Ponytail Man’s posture as well as his tone was belligerent. “When will you be testing it on humans? You’ll make a killing then, won’t you?”
Perky Nancy’s expression didn’t flicker. “The law doesn’t allow genetic enhancement in people. Only the treating of disease.”
“But as soon as it’s legal, you’ll be ready and waiting, right?”
“Scientific endeavor can be purely to forward our knowledge, nothing more sinister or commercial than that,” responded Perky Nancy. Maybe she had flashcards for this kind of question.
“You’re floating on the stock market, right?” he asked.
“It’s not my job to talk about the financial aspect of the company.”

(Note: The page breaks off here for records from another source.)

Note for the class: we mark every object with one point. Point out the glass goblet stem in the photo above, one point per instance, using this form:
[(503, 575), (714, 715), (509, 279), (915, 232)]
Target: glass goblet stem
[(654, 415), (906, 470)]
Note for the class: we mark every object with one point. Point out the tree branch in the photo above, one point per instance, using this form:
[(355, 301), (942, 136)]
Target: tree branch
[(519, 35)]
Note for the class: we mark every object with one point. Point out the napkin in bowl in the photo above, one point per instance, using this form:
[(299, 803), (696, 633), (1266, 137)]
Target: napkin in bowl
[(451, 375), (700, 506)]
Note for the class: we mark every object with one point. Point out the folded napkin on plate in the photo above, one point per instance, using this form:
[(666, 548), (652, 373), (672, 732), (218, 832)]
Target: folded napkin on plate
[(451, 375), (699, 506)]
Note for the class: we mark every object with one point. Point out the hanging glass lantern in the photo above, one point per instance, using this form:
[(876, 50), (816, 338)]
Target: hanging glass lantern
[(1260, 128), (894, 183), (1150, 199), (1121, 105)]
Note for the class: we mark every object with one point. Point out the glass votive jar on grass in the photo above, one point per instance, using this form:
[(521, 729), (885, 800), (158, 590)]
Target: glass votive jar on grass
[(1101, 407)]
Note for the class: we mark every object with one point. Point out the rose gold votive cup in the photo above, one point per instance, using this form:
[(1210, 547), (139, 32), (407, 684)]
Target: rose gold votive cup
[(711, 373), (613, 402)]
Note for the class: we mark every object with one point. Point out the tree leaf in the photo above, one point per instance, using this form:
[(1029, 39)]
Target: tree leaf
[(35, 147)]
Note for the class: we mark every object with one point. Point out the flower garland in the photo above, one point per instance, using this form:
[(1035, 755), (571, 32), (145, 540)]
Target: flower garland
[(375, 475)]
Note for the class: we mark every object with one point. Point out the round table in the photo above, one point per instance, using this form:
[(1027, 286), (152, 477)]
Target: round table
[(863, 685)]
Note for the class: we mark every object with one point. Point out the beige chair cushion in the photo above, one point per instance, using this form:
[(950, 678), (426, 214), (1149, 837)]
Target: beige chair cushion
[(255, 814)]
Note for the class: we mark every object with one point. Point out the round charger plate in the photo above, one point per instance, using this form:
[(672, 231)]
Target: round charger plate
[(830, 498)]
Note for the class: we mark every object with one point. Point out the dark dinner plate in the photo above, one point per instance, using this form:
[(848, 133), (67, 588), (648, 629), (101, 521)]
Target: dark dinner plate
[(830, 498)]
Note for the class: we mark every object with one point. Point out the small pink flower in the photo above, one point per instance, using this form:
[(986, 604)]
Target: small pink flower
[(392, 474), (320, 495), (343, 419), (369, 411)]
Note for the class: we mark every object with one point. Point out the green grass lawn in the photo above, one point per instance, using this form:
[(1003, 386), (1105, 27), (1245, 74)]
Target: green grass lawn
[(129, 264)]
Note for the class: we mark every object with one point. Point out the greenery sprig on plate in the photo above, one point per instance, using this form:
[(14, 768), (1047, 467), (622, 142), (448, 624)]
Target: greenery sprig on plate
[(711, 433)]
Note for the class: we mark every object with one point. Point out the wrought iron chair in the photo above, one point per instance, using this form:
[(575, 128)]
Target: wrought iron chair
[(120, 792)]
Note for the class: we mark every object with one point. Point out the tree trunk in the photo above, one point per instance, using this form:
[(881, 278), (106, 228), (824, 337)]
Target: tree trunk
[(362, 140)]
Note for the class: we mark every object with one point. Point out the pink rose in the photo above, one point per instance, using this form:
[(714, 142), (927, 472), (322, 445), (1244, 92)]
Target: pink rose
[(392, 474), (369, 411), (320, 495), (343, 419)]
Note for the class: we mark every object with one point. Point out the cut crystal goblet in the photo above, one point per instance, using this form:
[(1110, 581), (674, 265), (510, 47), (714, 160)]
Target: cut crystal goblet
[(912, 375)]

“But you have shares? Every employee has shares, right?”
“As I said—”
He interrupted. “So you’d cover up anything that went wrong. Wouldn’t want it to be public?”
Perky Nancy’s tone was sweet but I sensed steel under her linen suit. “I can assure you that we are totally open here. And nothing whatsoever has gone ‘wrong’ as you put it.”
She pressed a button and played us the next film footage, which showed mice in a cage with a researcher helpfully putting in a ruler. It was then that you realized their size—not so much by measuring them against the ruler but against the size of the researcher’s hand. They were enormous.
“We gave these mice a gene to boost muscle growth,” enthused Perky Nancy. “But the gene for that had a surprising effect elsewhere. It made the mice not only much bigger but also meek. We thought we’d get Arnold Schwarzenegger and we ended up with a very muscular Bambi.”
Laughter from the group and again only Ponytail Man and I didn’t join in. As if controlling her own mirth, Perky Nancy continued, “There is a serious point to this experiment, though. It shows us that the same gene can code for two totally different and unrelated things.”
It’s what I’d been worried about with you. I hadn’t been such a fusspot after all.
As Perky Nancy led our group out of the seminar room, I saw a security guard talking to gray Ponytail Man. They were arguing but I couldn’t hear what the argument was about; then Ponytail Man was led firmly away.
We walked in the other direction and were escorted into a large room that had been totally devoted to the CF trial. There were photographs of cured babies and newspaper headlines from all over the world. Perky Nancy galloped us through the beginners’ guide to cystic fibrosis as a huge screen behind her showed a child with CF. I noticed the others in our little party gazing at it, but I looked at Perky Nancy, her cheeks pink, her voice trilling with enthusiasm.
“The story of the cure for cystic fibrosis started in 1989, when an international team of scientists found the defective gene that causes cystic fibrosis. That sounds easy, but remember that in every cell of every human body there are forty-six chromosomes and on each chromosome are thirty thousand genes. Finding that one gene was a fantastic achievement. And the search for a cure was on!”